If you run multiple Claude Code sessions at the same time (in Cursor windows or via Remote Control), use Git worktrees so sessions don't conflict with each other.

Starting a parallel session: Type /worktree in the Claude Code panel. It creates an isolated worktree, installs dependencies, and copies your API keys. Open the path it gives you in a new Cursor window.
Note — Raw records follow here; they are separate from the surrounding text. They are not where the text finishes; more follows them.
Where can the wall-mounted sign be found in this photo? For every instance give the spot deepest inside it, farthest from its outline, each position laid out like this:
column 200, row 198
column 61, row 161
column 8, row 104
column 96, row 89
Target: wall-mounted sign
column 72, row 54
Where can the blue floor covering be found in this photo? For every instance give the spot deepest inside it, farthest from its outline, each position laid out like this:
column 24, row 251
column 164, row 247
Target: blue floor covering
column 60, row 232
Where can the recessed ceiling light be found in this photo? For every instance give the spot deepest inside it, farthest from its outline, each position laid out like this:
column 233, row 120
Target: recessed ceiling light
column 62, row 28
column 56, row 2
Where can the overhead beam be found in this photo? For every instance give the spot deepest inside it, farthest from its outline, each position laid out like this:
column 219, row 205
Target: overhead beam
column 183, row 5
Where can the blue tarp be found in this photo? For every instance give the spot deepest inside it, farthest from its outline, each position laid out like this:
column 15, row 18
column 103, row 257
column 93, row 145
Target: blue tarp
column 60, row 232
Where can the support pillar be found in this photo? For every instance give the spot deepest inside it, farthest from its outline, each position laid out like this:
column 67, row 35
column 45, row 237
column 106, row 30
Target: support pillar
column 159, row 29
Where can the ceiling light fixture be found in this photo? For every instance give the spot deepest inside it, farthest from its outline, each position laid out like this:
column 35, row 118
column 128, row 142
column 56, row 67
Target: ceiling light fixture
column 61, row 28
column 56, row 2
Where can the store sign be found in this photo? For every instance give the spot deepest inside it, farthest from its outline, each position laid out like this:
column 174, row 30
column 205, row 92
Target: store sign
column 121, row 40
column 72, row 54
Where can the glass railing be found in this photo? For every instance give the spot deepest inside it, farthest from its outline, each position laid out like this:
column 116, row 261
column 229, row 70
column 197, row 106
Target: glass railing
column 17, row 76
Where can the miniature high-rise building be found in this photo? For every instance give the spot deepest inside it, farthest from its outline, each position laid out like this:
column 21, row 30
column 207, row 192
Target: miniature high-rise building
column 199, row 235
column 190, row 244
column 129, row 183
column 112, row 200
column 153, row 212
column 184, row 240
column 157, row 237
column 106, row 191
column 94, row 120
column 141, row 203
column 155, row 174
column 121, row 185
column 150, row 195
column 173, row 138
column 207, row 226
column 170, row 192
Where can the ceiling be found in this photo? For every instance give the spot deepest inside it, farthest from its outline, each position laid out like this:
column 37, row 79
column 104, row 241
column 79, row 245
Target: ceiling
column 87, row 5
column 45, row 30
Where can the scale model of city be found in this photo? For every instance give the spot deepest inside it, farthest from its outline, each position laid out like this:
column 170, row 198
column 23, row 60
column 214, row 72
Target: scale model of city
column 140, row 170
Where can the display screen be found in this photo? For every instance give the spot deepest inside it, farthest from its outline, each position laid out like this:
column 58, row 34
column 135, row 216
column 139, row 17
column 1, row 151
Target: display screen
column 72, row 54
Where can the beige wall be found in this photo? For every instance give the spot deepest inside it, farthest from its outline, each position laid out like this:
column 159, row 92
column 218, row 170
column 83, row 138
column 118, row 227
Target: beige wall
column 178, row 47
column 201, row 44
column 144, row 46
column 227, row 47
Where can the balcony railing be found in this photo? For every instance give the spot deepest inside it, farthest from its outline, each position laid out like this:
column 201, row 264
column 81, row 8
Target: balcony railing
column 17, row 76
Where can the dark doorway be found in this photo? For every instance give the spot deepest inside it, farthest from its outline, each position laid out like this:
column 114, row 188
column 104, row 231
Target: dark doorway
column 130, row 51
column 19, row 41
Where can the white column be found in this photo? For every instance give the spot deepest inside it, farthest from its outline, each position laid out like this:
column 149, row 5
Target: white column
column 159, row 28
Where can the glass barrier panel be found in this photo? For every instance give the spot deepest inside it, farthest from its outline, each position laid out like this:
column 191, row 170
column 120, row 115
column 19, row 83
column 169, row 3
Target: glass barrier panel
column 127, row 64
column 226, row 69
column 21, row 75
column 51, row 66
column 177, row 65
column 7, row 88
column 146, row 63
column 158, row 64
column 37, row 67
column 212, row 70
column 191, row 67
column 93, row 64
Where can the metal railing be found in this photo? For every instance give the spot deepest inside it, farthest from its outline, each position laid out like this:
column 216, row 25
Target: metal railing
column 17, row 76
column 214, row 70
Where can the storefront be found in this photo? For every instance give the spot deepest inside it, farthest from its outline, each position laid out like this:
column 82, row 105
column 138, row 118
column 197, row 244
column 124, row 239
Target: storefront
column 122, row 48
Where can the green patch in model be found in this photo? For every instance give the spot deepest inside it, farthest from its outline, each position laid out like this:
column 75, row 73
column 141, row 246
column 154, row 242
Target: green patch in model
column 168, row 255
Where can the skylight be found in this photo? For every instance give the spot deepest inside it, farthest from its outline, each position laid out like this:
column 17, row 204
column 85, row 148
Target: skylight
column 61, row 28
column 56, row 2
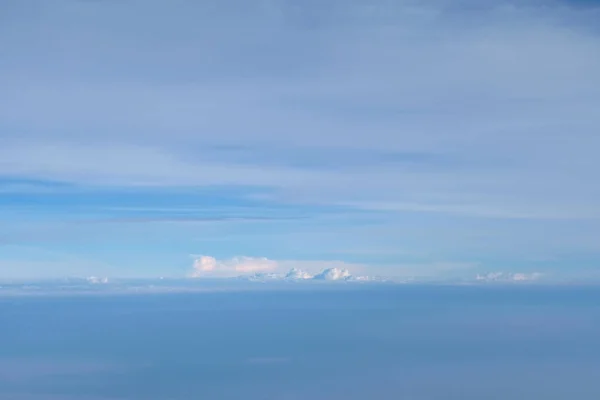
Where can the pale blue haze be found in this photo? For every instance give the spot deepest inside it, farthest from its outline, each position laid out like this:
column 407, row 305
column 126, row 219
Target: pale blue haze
column 426, row 140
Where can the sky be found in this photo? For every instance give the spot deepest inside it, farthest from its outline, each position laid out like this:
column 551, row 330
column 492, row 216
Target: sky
column 409, row 139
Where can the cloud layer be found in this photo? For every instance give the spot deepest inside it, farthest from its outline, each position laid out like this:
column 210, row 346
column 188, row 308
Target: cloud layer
column 404, row 134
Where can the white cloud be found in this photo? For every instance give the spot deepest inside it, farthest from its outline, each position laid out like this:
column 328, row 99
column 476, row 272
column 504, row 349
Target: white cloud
column 502, row 277
column 333, row 274
column 211, row 267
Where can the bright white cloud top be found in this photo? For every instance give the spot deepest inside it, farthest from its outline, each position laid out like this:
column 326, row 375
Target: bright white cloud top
column 437, row 138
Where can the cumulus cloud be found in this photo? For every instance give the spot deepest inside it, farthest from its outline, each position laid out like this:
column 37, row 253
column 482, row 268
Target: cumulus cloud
column 298, row 274
column 333, row 274
column 210, row 266
column 508, row 277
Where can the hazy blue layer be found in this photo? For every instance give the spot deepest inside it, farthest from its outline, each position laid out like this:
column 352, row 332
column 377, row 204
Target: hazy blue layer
column 384, row 343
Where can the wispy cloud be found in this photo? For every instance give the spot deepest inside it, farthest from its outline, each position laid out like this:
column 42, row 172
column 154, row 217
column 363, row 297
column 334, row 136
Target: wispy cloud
column 459, row 130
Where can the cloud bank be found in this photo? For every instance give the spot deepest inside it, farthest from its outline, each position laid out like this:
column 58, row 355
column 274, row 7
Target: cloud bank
column 261, row 268
column 506, row 277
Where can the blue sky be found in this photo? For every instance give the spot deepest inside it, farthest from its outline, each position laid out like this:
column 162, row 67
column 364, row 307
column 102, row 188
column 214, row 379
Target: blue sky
column 431, row 139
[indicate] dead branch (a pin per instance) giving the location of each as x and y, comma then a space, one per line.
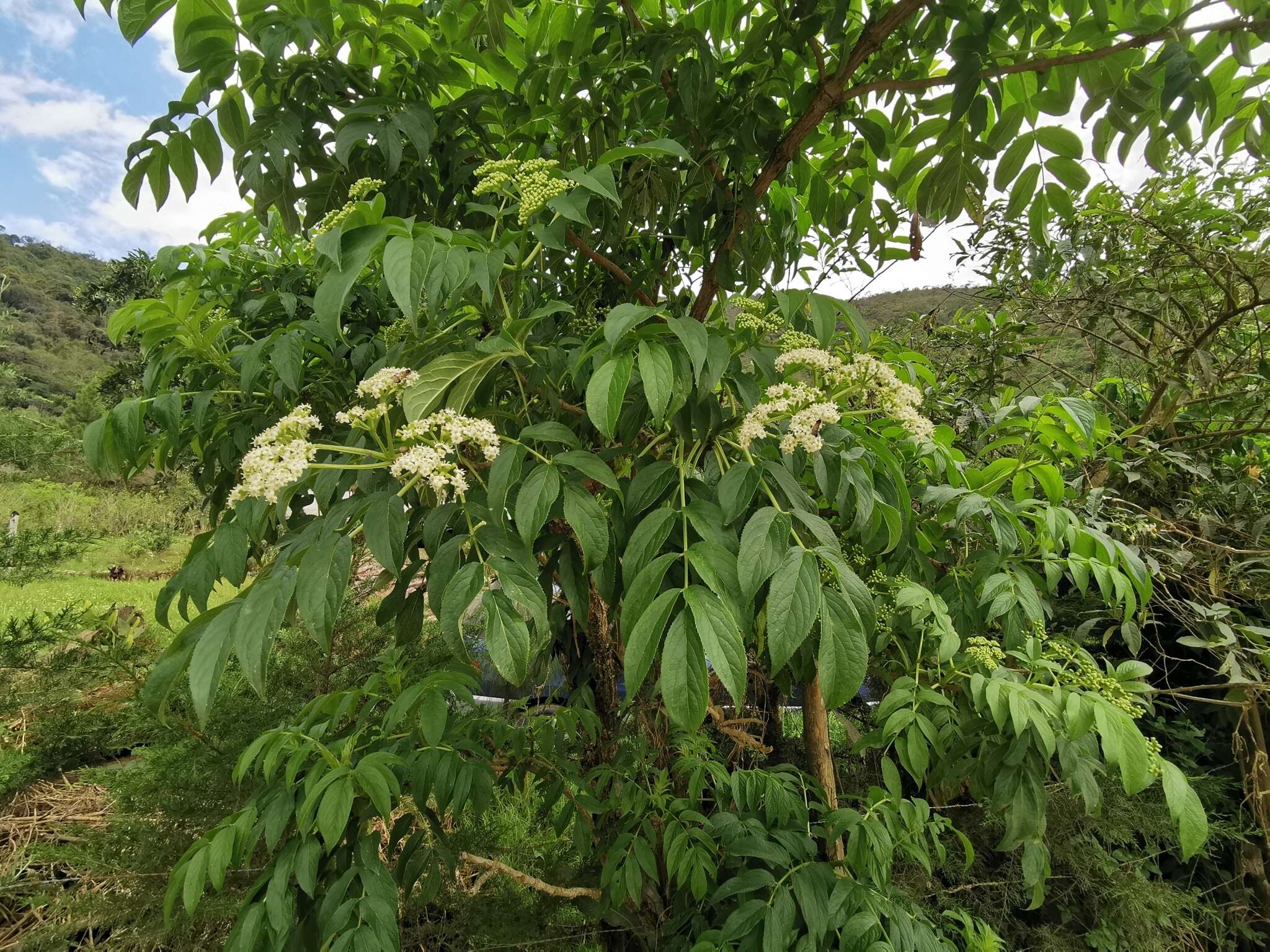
528, 881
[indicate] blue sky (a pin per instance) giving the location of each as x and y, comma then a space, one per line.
73, 94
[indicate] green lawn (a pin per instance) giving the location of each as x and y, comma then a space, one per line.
79, 580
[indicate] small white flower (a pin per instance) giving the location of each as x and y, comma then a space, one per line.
278, 457
388, 382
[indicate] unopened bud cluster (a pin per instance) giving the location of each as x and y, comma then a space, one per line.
533, 180
863, 384
278, 457
584, 325
797, 340
363, 187
1081, 672
884, 588
753, 315
985, 653
335, 216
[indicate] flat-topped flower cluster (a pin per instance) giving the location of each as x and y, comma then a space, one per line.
531, 180
435, 457
837, 387
278, 457
384, 387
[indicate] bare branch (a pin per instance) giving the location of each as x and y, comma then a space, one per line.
827, 97
607, 266
533, 883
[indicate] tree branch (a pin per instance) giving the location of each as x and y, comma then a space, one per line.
833, 93
1235, 23
827, 97
530, 881
607, 266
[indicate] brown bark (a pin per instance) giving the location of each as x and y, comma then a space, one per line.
607, 660
613, 268
827, 97
819, 759
833, 92
534, 883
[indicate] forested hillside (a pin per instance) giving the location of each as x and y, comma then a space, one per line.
54, 305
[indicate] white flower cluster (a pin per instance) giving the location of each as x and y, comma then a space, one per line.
863, 382
363, 416
431, 464
388, 382
384, 387
898, 400
453, 428
534, 179
798, 340
436, 439
278, 457
780, 399
804, 430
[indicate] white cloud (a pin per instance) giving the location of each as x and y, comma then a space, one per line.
78, 140
48, 22
109, 226
70, 170
32, 107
What the toolkit does automatically:

  • /worktree creates the worktree, installs npm dependencies, and copies .env.local
  • /explore and /create-plan detect worktree sessions and rename the branch to worktree-<issue-number>-<short-label> when an issue is referenced
  • /document creates a PR from the worktree branch and offers to clean up the worktree folder when you're done
  • The branch and PR stay alive even after the worktree folder is deleted - you can always re-create a worktree if fixes are needed

What /worktree does:

  1. Checks you're not already in a worktree (and warns about uncommitted changes)
  2. Creates a new worktree in .claude/worktrees/worktree-N
  3. Runs npm install if a package.json exists (so debate scripts work)
  4. Copies .env.local so API keys are available
  5. Prints the path to open in a new Cursor window

Key concept: A worktree is just a folder. Deleting the folder does not delete the branch or PR. Think of it like closing a document window vs. deleting the file.


Customization

  • CLAUDE.md - Your project-specific instructions. Describe your project, tech stack, and preferences here. See How It Works for details.
  • .claude/rules/toolkit.md - Toolkit workflow rules (auto-updated on setup). Don't edit this - your changes will be overwritten.
  • Commands - Each file in .claude/commands/ is independent. Want /review-code to check different things? Edit review-code.md. There are 6 review commands: review-code, review-commands, review-plan, review-ux, review-browser, review-full.
  • LESSONS.md - Track what you learn across sessions. Yours to customize.

Troubleshooting

  • Commands don't show up in Cursor - Make sure .claude/commands/ exists in your project root with .md files inside. The editor workspace root must be the folder that contains .claude/.
  • /ask-gpt or /ask-gemini fails - Check that npm install was run and .env.local has valid API keys.
  • "setup.sh: command not found" - Run the full command from the setup instructions, not just setup.sh on its own.
  • "target directory does not exist" - Create the project folder first: mkdir -p /path/to/project
  • Script errors with /bin/bash^M or "bad interpreter" - This is a line-ending issue. Your shell scripts have Windows-style line endings (CRLF) instead of Unix-style (LF). Easiest fix: delete the folder and clone fresh. Advanced fix: run git add --renormalize . && git checkout -- . in the repo.
  • Setup one-liner fails partway through - Safe to rerun the command. Leftover /tmp/tmp.* folders are harmless and can be deleted.
  • Commands seem outdated or missing sections - Delete any toolkit command files from ~/.claude/commands/. Global copies override project commands and cause stale behavior. The setup script warns about this automatically.